April 2024 Progress Update


April 2024 Update - New Village Sections, Randomization, and Jumping!

Hello once again. I'm happy to report that progress felt pretty solid this month, with lots of additions and improvements made on both the village as a whole, as well as the player's interactivity with the world.

As a reminder, subscribing as a premium patron will not charge you until the release of the first playable milestone build, which is still at least a few months out. An announcement will be made when a release date has been selected.

Onto the updates!

New Areas of the Village to Explore

Last month I had reached the important milestone of villages successfully generating, and gave them just two acres to be randomly placed around. In this update, I'm pleased with the addition of five additional acres being thrown into the mix, and you can see them all below:

I've developed some new tools that have really helped speed up designing these things, and I'll get into more details about them soon. But hopefully with this overhead view you can really start to imagine how these villages will stitch themselves together. My idea is to make every acre of land stand out enough that you could navigate around your village by the sites alone. Some of these landmarks are more obvious than others: things like the train station, or the overgrown cottage in the bottom left corner.

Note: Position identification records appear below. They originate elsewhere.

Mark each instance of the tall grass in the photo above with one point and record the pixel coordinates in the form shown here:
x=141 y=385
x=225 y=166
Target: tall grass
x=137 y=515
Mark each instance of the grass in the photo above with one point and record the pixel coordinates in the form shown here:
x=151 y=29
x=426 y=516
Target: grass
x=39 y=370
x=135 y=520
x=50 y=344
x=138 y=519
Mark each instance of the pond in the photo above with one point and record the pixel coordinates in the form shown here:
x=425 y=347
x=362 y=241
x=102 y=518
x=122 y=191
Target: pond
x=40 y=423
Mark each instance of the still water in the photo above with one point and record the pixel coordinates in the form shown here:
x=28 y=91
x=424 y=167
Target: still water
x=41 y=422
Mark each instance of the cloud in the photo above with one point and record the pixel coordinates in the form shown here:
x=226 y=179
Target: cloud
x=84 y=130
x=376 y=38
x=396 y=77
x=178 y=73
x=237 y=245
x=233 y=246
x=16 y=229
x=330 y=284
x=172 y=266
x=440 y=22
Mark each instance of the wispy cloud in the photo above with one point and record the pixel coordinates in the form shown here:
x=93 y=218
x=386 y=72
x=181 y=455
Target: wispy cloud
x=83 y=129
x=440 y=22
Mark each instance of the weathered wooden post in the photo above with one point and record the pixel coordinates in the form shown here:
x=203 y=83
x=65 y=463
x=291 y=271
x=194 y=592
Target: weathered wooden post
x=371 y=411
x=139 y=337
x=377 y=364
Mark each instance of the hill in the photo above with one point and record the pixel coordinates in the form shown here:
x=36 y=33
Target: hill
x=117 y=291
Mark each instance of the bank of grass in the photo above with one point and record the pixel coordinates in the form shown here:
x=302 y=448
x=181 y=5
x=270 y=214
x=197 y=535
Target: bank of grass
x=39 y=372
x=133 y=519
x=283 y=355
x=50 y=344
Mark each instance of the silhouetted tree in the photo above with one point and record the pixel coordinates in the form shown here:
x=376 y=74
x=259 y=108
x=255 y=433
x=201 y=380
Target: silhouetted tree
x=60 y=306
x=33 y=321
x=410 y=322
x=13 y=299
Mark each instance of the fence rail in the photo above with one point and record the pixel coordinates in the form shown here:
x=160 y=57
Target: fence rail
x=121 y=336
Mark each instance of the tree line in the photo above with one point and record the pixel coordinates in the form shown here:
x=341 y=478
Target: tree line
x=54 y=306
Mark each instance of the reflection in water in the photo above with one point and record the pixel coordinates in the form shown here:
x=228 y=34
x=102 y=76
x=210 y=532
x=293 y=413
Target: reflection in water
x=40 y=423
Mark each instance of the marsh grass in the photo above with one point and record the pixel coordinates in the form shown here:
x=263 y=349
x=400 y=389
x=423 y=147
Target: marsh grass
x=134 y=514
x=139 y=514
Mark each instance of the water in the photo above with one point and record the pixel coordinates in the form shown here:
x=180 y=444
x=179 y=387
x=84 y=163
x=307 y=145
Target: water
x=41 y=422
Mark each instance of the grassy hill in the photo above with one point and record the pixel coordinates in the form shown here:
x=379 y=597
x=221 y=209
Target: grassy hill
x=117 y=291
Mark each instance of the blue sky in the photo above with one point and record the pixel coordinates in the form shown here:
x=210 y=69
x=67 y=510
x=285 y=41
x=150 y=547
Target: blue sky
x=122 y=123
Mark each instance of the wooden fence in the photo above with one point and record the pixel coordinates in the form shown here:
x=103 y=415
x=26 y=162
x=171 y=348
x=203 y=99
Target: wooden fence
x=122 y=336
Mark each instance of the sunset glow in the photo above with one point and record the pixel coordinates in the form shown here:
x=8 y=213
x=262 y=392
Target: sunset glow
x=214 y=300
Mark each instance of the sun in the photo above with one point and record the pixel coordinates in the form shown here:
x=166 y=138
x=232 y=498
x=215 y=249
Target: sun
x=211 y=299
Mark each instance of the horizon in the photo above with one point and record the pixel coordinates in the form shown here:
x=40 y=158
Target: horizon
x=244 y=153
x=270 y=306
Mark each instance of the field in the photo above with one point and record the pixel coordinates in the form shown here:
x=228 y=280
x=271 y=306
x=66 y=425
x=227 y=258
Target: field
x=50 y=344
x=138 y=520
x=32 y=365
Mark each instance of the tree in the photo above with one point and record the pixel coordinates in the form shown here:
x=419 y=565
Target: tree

But even the "filler" acres are being designed to include at least one entirely unique landmark.

A lot of new assets were designed for this update in general, including fences, rocks, flora, and structures.

Macro and Micro Randomization

There's this really cool little trick The Legend of Zelda: Majora's Mask (one of my favorite games) pulls: the position of the stars in the night sky are randomized for each player, based on the name of their save file. So when you look up in Clock Town, your sky will literally be different than the one I see; even at the same time of night. It's super subtle, but I've always loved that little hint of personalization to a game's world. Like a universe you've discovered yourself.

I've already talked about how Tales From the Herd's villages randomly cobble themselves together from a 'pool' of puzzle piece-like acres of land – e.g, train track acres can go into other train tracks, rivers into rivers, etc., but another step I've taken towards truly unique villages is randomizing them on micro level as well. That is, when I place an oak tree down in my editor, it will share its appearance with every other oak tree in the village. However when you actually visit the village, all of those trees, bushes, stones, and more will have their colors and appearances randomized based on your village's seed. Actually... it's based on an equation that combines the seed with the object's position, but the details don't really matter; what matters is that even if your village somehow randomly assembles itself in the same exact order as another (extremely unlikely), it will still technically be unique in appearance.

Jumping / Falling 

I started this last month, and was honestly surprised at how smoothly things seemed to go. But BOY did I underestimate what a pain jumping would be.

Without getting too lost in the details, the main issue is that I had originally programmed "falling" to measure itself by the distance an object moves down on the Y axis while not grounded. So you walk off a ledge, become not grounded, are pushed downward, and then your descent is measured by the distance you travel along the Y axis. Seemed to make sense at the time.

Well one huge issue I overlooked is that "falling" isn't the only thing that moves the player around on the Y axis; in fact, they move around the Y axis all the time by pressing W and S on the keyboard. So what was happening was that moving North and South in the game world was actually being interpreted as "falling" up and down respectively. So jumping North would greatly extend the character's jump, and jumping South would cut it short because of the momentum they already carried in that direction. You have to remember, I've built this game to be truly 2D, so to the code walking and "falling" down on the Y axis mean the exact same thing.

Well it did, anyway. I can say now however that ponies are free to jump along to their heart's content in any direction, and their journey in the air will be the same length of time regardless. This stuff can still be a little finicky near walls, so I'm sure I'll be spending more time on it next month. But it's nice to be able to hop up onto the bench with Cooper and have a more natural conversation with him now.

And don't even get me STARTED on how difficult it was to make characters' drop shadows track beneath them during jumps...

Random

Obviously I'm trimming the fat a bit on these updates, there were of course a handful of new bugs and optimizations I've made. Also, this is only somewhat related to the game, but I finally got around to drawing the big tree library during Summer time:

This was a fun project I've worked on over the years, where I'd draw this location in each of the four seasons. All of them can be found on social media.

Coming Up... 

More acres are coming to the village naturally, with additional assets and things to explore (and climb on, now). To stop myself from spending another 8 months on this stuff, I think the villages in Milestone Build 1 will be roughly half the size of those at launch, but they'll still be plenty to see. As mentioned, jumping and gravity still needs some polish, and I think I'd start to look at bringing crawling and sliding into the mix. I guess ultimately we'll see!